Compiled Training with Parameter Dicts#

Compilation works the same way with JAX-style parameter dicts — the entire value_and_grad optimizer update flow gets fused into one graph:

[13]:
@nb.compile
def jax_train_step(params, opt_state, x, y):
    loss, grads = nb.value_and_grad(jax_loss_fn, argnums=0)(params, x, y)
    params, opt_state = nb.nn.optim.adamw_update(
        params, grads, opt_state, lr=1e-2
    )
    return params, opt_state, loss


params = init_params()
opt_state = nb.nn.optim.adamw_init(params)

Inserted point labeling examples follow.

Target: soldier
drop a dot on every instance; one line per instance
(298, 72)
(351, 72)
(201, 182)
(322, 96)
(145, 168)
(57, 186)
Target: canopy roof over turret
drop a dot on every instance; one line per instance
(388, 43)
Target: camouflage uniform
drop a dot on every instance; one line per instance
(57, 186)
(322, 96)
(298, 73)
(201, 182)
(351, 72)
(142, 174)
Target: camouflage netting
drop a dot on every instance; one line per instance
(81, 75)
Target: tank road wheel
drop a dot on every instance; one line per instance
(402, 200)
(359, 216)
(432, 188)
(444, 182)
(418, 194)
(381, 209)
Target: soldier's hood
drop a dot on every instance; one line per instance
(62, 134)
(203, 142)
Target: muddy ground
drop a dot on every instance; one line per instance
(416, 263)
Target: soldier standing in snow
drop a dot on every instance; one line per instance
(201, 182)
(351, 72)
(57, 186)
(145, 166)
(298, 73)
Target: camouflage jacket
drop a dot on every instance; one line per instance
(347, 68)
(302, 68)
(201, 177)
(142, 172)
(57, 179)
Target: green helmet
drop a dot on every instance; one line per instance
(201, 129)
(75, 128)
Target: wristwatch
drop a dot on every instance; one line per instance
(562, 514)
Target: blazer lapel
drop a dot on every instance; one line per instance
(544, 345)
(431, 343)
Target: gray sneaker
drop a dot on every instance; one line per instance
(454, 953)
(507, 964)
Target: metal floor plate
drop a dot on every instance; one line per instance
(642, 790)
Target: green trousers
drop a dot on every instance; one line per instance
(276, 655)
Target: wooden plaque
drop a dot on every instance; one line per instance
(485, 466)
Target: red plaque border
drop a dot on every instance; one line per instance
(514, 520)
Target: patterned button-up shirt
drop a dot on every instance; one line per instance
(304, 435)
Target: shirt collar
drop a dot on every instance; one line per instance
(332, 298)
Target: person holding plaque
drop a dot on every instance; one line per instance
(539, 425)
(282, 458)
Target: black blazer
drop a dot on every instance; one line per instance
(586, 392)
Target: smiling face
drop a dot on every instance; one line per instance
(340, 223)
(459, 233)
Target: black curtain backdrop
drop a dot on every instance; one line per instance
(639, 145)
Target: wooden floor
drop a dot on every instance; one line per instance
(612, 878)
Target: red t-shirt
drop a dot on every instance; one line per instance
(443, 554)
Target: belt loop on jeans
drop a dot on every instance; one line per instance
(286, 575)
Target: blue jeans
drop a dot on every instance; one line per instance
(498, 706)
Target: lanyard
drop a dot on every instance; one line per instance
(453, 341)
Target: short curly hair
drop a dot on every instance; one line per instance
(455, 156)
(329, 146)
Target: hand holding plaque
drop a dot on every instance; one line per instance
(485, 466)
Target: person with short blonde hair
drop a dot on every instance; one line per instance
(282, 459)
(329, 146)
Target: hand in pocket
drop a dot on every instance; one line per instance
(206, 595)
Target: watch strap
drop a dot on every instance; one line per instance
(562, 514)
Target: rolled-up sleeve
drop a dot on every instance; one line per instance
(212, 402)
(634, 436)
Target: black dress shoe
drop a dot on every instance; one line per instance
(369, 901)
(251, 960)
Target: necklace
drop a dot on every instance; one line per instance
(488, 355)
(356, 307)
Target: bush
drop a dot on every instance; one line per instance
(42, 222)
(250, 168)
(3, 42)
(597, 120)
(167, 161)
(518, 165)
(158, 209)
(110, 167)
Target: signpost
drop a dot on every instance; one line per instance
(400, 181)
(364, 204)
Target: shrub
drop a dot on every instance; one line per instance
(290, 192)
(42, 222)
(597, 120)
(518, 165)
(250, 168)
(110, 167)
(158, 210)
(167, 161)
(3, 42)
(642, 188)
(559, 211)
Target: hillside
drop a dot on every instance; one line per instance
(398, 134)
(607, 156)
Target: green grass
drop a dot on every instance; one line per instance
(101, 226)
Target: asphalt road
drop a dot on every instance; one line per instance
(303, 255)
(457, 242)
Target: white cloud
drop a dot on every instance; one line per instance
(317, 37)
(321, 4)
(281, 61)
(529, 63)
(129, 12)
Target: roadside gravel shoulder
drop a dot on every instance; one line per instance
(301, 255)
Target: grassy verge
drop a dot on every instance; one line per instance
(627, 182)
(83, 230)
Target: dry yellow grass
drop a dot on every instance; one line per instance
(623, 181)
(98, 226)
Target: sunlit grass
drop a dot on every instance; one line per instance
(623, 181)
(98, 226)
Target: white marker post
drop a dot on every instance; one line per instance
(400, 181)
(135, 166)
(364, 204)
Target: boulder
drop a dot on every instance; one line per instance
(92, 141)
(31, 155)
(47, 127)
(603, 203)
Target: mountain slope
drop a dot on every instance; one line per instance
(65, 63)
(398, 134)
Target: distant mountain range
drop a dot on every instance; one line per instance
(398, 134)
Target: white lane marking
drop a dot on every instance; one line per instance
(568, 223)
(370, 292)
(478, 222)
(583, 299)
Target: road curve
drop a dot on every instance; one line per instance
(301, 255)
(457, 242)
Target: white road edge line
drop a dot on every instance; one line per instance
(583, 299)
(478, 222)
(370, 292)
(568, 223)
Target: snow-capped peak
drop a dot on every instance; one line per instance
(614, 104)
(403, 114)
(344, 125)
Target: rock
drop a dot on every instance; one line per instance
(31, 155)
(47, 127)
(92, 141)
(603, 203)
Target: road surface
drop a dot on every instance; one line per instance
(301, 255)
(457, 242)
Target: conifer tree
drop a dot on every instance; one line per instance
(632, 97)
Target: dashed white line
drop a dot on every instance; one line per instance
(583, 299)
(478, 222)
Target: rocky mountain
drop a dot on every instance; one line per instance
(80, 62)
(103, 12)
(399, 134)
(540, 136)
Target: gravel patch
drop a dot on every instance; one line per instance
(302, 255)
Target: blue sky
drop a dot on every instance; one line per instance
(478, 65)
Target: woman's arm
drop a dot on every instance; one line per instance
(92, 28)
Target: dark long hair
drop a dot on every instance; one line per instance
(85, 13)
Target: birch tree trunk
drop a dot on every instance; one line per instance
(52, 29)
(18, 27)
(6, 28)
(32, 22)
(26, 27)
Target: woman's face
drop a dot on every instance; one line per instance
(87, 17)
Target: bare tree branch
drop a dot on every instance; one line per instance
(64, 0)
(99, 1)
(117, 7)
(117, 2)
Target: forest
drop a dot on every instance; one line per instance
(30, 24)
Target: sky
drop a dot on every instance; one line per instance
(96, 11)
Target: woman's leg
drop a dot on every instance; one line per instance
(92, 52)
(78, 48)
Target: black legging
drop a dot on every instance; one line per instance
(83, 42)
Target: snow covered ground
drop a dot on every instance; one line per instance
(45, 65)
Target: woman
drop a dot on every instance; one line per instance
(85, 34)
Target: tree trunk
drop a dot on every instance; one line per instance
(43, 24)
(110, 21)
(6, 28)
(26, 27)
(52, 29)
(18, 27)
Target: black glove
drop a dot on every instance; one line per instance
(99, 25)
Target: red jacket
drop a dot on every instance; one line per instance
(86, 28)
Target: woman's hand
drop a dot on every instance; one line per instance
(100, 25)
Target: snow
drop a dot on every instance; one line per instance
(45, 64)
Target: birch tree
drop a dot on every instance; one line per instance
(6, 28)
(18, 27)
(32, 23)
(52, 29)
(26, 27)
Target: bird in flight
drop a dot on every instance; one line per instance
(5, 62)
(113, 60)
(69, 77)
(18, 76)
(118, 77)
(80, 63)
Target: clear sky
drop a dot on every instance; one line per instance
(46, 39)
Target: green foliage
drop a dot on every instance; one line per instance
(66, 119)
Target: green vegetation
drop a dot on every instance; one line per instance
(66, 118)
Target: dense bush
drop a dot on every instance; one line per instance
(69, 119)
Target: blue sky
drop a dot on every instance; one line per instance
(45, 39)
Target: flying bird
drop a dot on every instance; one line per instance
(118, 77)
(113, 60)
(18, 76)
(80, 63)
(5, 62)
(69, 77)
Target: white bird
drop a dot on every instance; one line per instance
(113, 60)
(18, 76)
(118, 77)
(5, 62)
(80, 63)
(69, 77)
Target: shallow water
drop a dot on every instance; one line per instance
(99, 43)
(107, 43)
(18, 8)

print(f"Compiled JAX-style training:")
print(f"{'Step':<8} {'Loss':<12}")
print("-" * 22)

for step in range(50):
    params, opt_state, loss = jax_train_step(params, opt_state, X, y)
    if (step + 1) % 10 == 0:
        print(f"{step + 1:<8} {loss.item():<12.6f}")
Compiled JAX-style training:
Step     Loss
----------------------
10       0.943157
20       0.891157
30       0.838542
40       0.797913
50       0.764449

Summary#

Transform

Usage

Key benefit

vmap(f)

Auto-batch any function

No manual batching

vmap(grad(f))

Per-example gradients

Efficient

jacrev(f) / jacfwd(f)

Full Jacobians

Compose for Hessians

@nb.compile

Compile train step

5–50x speedup

All transforms compose freely with each other: compile(vmap(grad(f))), jacfwd(jacrev(f)), etc.